HELENA — On a mostly straight party line vote, the House Taxation Committee defeated Democratic Steve Bullock’s bill to eliminate the business equipment tax for 10,300 small businesses in the state.
The committee rejected House Bill 332, by Rep. Mary McNally, D-Billings, on an 11-9 vote. All Republicans but one opposed her bill, while all Democrats and Rep. Nicholas Schwaderer, R-Superior, supported it.
The committee then tabled the bill.
HB332 would have ended the property tax for any business whose total equipment is valued at $100,000 or less for tax purposes.
It carried a price tag of $6.6 million for the next two years and $8.1 million for the following two years for the cost of reimbursing local governments, school districts and the university system for the lost property tax revenue.
It was a threshold, not an exemption. That means a business with $99,999 worth of equipment would have paid no business equipment while one with equipment valued at $100,001 would pay the tax on the full value of equipment.
The vote came after the committee heard-- but did not vote on--these three major property tax bills:
--HB472, by Rep. Jerry Bennett, R-Libby, which would exempt the first $250,000 of business equipment from taxation.
As an exemption, all businesses would be able to deduct $250,000 from the total value of their business equipment on which they are taxed.

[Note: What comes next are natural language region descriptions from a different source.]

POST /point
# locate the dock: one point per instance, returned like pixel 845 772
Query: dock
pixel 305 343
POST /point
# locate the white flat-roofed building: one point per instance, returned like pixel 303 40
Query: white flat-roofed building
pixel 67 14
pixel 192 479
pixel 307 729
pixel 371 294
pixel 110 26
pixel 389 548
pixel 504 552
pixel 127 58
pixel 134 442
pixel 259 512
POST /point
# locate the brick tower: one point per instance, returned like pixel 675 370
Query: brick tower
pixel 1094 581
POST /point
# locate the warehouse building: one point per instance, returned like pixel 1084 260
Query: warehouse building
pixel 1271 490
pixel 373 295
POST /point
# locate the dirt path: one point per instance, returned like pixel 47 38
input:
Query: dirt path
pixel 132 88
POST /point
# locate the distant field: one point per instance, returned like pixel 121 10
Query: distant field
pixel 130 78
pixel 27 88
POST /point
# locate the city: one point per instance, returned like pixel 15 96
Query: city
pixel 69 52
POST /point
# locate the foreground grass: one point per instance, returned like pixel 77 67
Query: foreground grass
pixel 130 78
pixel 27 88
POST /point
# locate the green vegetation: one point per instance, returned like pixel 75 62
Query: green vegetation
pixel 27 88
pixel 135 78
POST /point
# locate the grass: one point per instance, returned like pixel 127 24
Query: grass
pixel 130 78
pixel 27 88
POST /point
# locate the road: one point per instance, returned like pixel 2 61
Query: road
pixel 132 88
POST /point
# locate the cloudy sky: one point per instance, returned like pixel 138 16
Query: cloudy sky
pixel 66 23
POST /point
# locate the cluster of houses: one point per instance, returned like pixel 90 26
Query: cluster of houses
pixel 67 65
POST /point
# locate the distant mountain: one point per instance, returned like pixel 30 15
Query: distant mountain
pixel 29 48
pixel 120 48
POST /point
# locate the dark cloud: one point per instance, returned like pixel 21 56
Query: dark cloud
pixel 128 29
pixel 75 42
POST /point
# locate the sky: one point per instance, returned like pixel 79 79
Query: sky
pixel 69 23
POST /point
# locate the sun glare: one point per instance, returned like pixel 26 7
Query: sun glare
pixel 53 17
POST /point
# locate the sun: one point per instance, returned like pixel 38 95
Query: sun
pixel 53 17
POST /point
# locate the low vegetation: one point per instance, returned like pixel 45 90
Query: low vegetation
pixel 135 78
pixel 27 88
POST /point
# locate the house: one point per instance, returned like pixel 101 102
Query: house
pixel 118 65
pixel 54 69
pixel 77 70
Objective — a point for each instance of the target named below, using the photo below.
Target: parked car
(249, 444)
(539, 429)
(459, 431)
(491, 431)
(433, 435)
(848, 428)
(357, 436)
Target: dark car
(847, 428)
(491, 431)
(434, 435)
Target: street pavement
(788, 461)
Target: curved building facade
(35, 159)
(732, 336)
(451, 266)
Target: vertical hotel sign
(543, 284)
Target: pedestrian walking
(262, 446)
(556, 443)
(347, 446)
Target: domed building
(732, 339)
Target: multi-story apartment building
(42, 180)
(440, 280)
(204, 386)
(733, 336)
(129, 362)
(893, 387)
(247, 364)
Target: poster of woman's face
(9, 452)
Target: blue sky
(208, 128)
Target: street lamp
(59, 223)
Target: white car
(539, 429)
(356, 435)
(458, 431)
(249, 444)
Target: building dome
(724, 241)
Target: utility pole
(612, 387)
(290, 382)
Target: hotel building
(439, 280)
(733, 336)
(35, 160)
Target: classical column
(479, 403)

Its price tag is $22.1 million for the first two years combined and $25.6 million over the next two years.
“It’s the fairest proposal for businesses,” Bennett said. “It will have a positive impact on 18,000 businesses.”
--HB361, by Rep. Chuck Hunter, D-Helena. This is another Bullock bill that proposed to give a one-time, $400 property tax rebate to all Montana residents on their primary home.
The bill has a price tag of $99 million.
“It’s simple, it’s direct and puts money into where it’s needed,” Hunter said.
This was a major proposal in Bullock’s campaign for governor last year and mirrors a proposal passed in 2007 at the request of then-Gov. Brian Schweitzer.
--HB230, by Rep. Scott Reichner, R-Bigfork. It would reduce the state school equalization mill levy to 19.6 mills from the current 40 mills.
It would reduce state property tax revenue by $52 million in fiscal 2014, $54 million in 2015 and would continue to grow over time.
He called Bullock’s $400 rebate a “one-time gimmick.”
“Citizens don’t want don’t want a one-time gimmick,” he said. “They want permanent property tax relief.”